The saint worried that if people came to know that Lord Gopinatha himself had given him the pot of khir, there would be a stream of people who would want to see him. Since he was an ascetic, he avoided fame, which he felt was a stumbling block in his search for spiritual fulfilment.

Saluting the Lord from the market place itself, Madhavendra started for Puri dham before the night was over. Once he reached Nilachala, he saw Lord Jagannatha and immediately fell into a trance. The news of his arrival at Puri dham soon spread. Crowds of people came and saluted Madhavendra. The saint told the servants of Lord Jagannatha that Lord Gopala had sent him to get the sandalwood from Puri. Overjoyed, the servants immediately collected the sandalwood from the king’s men. They then appointed a brahmin to carry the sandalwood and another to serve the saint on the way. Necessary papers for travel and money for their expenses were also given to him.

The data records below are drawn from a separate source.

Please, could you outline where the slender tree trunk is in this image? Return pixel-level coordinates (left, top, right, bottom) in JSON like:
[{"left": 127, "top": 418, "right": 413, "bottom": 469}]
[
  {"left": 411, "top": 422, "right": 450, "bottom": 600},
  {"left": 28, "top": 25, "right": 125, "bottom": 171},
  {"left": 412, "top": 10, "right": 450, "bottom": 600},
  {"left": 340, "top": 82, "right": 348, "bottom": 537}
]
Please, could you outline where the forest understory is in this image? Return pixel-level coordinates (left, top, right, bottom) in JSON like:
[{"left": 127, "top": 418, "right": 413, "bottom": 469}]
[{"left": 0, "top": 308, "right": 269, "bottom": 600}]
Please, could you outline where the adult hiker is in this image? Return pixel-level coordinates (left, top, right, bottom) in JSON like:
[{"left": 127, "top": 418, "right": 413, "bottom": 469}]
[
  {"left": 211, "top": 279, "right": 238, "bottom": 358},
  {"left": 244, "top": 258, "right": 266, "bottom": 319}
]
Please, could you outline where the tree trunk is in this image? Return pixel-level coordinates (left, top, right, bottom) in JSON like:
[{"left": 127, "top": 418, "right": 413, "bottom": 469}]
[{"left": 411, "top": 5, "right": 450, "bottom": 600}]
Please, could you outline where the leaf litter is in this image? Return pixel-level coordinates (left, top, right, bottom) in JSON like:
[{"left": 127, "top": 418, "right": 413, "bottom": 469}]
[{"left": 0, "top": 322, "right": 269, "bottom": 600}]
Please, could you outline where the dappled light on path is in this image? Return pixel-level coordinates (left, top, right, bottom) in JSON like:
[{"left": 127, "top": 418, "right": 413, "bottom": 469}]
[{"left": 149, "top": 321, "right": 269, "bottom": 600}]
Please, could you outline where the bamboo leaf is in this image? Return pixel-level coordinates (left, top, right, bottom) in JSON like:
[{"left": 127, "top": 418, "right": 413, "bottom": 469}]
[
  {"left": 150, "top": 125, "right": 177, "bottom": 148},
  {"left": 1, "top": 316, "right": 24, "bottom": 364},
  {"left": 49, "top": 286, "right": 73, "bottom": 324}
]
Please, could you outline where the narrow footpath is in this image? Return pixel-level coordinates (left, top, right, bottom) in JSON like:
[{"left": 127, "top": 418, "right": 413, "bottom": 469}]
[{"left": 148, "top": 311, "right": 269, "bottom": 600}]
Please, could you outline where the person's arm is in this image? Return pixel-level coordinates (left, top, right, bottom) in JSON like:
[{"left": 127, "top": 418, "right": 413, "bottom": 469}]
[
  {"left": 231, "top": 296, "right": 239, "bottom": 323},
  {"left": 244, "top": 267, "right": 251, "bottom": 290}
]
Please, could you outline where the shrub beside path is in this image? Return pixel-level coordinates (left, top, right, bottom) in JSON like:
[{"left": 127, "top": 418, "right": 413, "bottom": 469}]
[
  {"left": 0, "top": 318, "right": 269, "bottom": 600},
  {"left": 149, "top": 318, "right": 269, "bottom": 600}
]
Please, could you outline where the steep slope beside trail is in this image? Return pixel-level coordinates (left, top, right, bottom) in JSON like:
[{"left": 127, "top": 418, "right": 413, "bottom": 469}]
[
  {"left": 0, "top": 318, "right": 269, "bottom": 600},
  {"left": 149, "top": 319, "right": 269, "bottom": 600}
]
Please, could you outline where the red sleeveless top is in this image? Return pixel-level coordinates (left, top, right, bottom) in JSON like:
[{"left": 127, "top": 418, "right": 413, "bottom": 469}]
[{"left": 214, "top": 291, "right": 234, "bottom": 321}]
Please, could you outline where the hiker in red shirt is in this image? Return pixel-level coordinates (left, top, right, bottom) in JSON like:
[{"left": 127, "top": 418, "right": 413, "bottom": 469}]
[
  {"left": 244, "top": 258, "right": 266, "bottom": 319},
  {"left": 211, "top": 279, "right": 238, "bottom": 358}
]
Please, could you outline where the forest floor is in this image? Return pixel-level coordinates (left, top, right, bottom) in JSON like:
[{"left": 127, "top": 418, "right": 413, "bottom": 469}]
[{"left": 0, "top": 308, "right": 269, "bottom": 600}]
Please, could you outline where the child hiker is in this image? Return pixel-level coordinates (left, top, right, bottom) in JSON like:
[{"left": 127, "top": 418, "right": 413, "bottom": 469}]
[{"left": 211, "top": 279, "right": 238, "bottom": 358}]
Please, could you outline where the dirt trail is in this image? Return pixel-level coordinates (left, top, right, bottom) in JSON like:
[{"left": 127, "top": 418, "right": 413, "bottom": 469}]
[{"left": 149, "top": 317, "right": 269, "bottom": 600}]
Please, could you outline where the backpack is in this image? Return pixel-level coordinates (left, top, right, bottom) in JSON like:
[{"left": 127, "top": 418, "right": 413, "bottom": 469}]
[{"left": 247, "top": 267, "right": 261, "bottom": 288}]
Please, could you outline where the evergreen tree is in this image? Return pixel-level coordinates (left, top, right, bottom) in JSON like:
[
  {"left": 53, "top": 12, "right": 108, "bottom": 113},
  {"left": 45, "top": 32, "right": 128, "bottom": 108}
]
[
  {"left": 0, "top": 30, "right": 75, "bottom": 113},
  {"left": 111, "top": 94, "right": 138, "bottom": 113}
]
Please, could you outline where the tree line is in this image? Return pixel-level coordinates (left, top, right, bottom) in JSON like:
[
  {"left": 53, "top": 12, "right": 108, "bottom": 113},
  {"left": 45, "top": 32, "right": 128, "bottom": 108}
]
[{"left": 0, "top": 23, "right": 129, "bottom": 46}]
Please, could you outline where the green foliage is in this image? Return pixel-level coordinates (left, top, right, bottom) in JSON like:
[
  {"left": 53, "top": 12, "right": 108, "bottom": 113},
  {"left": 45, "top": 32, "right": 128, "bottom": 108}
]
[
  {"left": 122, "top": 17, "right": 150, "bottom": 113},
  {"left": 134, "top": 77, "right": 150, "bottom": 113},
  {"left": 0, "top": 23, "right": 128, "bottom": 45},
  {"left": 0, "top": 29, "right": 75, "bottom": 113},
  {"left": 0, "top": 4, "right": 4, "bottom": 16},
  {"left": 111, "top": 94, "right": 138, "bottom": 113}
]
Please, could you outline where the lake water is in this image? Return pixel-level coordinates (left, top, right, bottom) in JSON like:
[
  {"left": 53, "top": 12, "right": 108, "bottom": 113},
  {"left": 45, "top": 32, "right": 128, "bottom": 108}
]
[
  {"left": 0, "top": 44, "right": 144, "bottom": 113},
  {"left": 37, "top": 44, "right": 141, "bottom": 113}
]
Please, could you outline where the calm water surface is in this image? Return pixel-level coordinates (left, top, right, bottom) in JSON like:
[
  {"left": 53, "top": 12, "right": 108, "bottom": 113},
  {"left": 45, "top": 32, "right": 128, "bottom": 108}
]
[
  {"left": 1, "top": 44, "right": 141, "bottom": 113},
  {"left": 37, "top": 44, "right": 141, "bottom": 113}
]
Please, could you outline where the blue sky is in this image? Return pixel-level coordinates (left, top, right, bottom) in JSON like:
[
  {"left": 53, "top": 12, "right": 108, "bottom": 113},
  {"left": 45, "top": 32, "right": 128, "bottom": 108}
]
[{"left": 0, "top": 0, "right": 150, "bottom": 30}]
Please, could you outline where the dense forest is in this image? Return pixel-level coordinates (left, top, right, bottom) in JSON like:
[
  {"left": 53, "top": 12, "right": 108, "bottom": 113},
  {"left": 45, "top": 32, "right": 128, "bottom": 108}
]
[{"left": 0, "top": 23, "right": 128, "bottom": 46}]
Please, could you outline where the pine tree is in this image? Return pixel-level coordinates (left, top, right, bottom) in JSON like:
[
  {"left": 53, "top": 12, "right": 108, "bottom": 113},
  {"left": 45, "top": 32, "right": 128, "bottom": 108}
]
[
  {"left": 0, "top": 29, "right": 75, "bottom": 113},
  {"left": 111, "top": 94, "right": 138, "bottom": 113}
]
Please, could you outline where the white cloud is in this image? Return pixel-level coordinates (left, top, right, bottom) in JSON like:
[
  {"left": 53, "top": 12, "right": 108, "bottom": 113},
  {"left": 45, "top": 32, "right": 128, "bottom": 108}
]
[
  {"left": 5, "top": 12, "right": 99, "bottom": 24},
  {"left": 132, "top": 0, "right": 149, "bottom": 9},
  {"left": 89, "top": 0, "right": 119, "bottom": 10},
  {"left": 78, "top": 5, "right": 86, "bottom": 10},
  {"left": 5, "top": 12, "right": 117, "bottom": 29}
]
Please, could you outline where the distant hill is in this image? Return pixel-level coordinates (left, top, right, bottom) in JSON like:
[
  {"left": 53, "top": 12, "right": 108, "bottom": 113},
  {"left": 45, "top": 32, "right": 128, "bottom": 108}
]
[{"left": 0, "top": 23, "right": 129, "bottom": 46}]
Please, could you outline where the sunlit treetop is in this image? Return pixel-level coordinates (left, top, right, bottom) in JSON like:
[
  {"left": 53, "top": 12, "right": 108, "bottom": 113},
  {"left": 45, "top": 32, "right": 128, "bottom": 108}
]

Madhavendra Puri went back to Remuna along with all that sandalwood. He saluted Lord Gopinatha and once again began to dance and sing out of love for Him. Once again, the servants of Lord Gopinatha gave him the amrita keli khir as prasad.

That night, as he slept in the temple premises, he dreamt that Lord Gopala came before him and asked him to smear the body of the Lord Gopinatha with that sandal-paste. He was further told that the body of Lord Gopinatha in Remuna and that of Lord Gopala on Govardhan Hill, were identical and that he should apply that sandalwood-paste to Lord Gopinatha's body instead, without any hesitation.

Upon getting up from his sleep, Madhavendra Puri narrated the contents of his dream to the servants of the Lord Gopinatha. He requested them to rub sandalwood paste on the body of Lord Gopinatha everyday during the summer season. The priests gladly obeyed and began to apply sandalwood paste to the body of Sri Gopinatha. Madhavendra Puri remained in Remuna throughout the summer and returned to Puridham with the advent of the rains.

Madhavendra Puri was the Guru of Iswara Puri who was again the Guru of Sri Chaitanya. Sankarsana Puri, the Guru of Nityananda, was also a disciple of Madhavendra Puri. Thus, Madhavendra Puri was the forerunner of Goudiya Vaisnavism, the Bengal school of Vaisnavism.